Bir kartpostalda börekçi tiplemesi. istanbul Belediyesi Atatürk Kitaplığı
Başta Mehmed Kâmil'in Melceü't-Tab-bâhîn (Aşçıların Sığınağı) adlı kitabı olmak üzere 19. yy'ın ikinci yarısı ile 20. yy başlarında İstanbul'da basılmış yemek kitaplarında şu böreklerin adlarına rastlanmaktadır: Adapazarı böreği, akıtma sakız böreği, Arnavut böreği, burma börek, çarşı böreği, Çerkez böreği, çiğ börek, fincan böreği, gül börek, ince börek, kapak (tencere ya da tas) böreği, kestane böreği, kol böreği, kuru börek, Laz böreği, muska böreği, Nemse böreği, paça böreği, pırasa böreği, puf böreği, sac böreği, sakız böreği, saray böreği, Selanik böreği, serpme hamur böreği, sigara böreği, soğan böreği, su böreği, süt böreği, talaş böreği, Tatar böreği, tavuk böreği, tepsi böreği.
Musahipzade Celâl de börekçileri simit, çörek ve peksimetçilerle birlikte andığı Eski İstanbul Yaşayışı adlı eserinde 19. yy sonlan ile 20. yy başlarında Çakmakçılar, Hasanpaşa, Galata ve Beylerbeyi fırınlarının İstanbul'un ünlü börekçileri olduğunu yazar.
1340-41/1924-25 tarihli Türk Ticaret Salnamesi'nde baklavacılar ve poğaçacılarla birlikte 13 ünlü börekçi sayılmıştır.
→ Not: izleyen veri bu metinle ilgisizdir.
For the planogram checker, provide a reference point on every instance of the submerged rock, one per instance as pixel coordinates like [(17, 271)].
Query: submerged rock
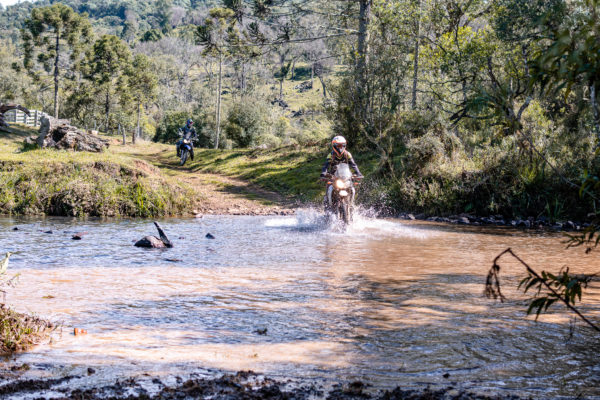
[(153, 241), (150, 242)]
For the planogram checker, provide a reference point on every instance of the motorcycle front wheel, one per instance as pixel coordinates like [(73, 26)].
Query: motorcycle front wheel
[(184, 154), (345, 213)]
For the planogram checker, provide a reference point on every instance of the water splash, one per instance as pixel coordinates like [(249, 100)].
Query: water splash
[(364, 223)]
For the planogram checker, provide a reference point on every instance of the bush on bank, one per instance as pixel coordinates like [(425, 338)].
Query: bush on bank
[(19, 332), (86, 189)]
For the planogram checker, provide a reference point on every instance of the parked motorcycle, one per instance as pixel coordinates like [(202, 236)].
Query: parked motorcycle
[(186, 148), (340, 193)]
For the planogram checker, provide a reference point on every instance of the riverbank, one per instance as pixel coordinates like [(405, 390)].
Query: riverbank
[(124, 181), (20, 332), (145, 180), (246, 385)]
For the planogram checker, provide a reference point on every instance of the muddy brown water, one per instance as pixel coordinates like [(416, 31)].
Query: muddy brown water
[(387, 302)]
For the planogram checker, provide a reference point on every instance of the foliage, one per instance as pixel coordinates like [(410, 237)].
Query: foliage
[(245, 122), (563, 287), (49, 35)]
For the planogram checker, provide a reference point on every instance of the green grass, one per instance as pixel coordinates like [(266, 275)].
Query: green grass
[(19, 332), (111, 183)]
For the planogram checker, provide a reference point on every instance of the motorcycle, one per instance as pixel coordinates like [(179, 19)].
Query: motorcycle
[(340, 193), (185, 148)]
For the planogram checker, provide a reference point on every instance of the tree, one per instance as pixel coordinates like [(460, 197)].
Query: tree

Gezici börekçiler ise bağlı oldukları fırınlardan aldıkları börekleri, meydanlarda, köşe başı, yolağzı gibi belli yerlerde satarlar ya da sokak aralarında dolaşırlardı.
İstanbul'da çarşı börekçiliği günümüzde azalarak da olsa varlığını sürdürmekte, gezici börek ve poğaça satanlara da rastlanmaktadır. İstanbul'un değişik semtlerinde Börekçi Sokağı gibi ya da Börekçi Ali, Börekçi Bayram, Börekçi Veli gibi sokak adları da vardır.